Your account manager or similar can also upsell, but in my experience they are not often the best outlet. They are your problem solvers and your face for all things service related but all too often it can come across as forced when they try an upselling move. They should however take keen notes on problems/potential upselling opportunities. Too often these are missed because they aren’t switched on.
Sales is the most obvious candidate for upselling, normally they will best understand the customers needs and perhaps the right time for upsetting is when they are doing a periodic catch up like I’ve mentioned before.
A small rant about AI and programmatic upselling. Now this depends widely on what industry you are in, but for me we haven’t reached the level where using a bit of code will work wonders. I don’t know about anyone else but the “You might also like…” feature is so rarely right that I’m amazed when I see something I actually want on it.

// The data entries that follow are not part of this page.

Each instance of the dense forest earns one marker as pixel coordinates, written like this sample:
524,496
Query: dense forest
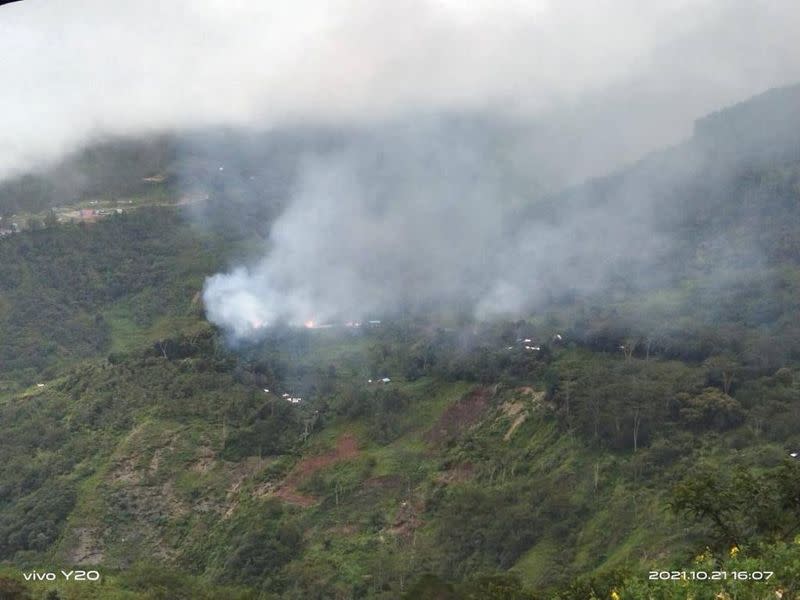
647,425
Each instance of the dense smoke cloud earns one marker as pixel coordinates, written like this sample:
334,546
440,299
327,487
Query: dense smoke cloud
414,209
417,216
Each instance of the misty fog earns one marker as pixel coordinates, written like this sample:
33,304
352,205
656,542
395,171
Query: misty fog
460,117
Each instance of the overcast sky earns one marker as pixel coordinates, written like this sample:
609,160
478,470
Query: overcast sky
639,72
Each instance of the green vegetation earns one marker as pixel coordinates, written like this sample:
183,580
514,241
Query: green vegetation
650,431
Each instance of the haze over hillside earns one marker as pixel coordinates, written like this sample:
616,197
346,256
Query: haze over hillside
368,300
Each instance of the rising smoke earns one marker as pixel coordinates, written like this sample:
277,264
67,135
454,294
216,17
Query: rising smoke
414,208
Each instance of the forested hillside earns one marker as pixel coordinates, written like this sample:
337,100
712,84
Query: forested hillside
645,424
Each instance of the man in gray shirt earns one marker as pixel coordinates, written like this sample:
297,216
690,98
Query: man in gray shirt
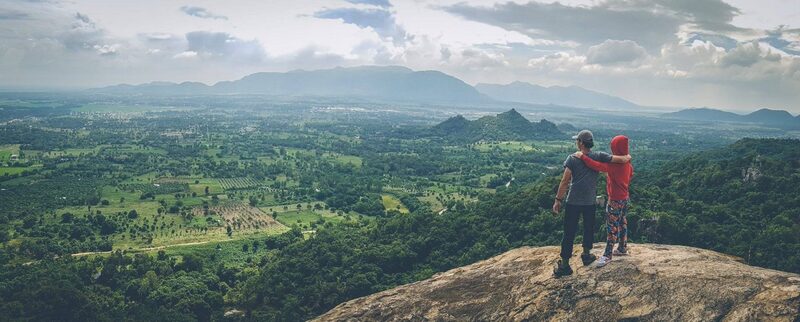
579,185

I feel that this space could be better used to promote deals of the month/segment specific content that although might not be tailored to the individual, casts a wider net. After all, suggesting the wrong thing (or more often than not it seems, something I’ve already bought) has the potential to rub someone the wrong way.
I once read somewhere that the time that someone is most likely to make another purchase is straight after they have made one…and perhaps this book was quite popular as most often it seems when we are upsold to… most noticeably from the cashier or as we are making a purchase. Sometimes this is small and inoffensive but other time it can be particularly annoying. The only right answer as to when you should slip in a little upselling is when the customer mentions it. If in the course of conversation they mention thinking about getting a new website and that’s something you do, it’s easy to slip in a “you know we do websites” it’s quick, it builds on what they are already buying and it’s effortless…but all too often it’s overlooked.
Insights and Timing are the two key aspects to any good upselling. This is where profiling from your marketing on what your customers are reading etc can really come into play.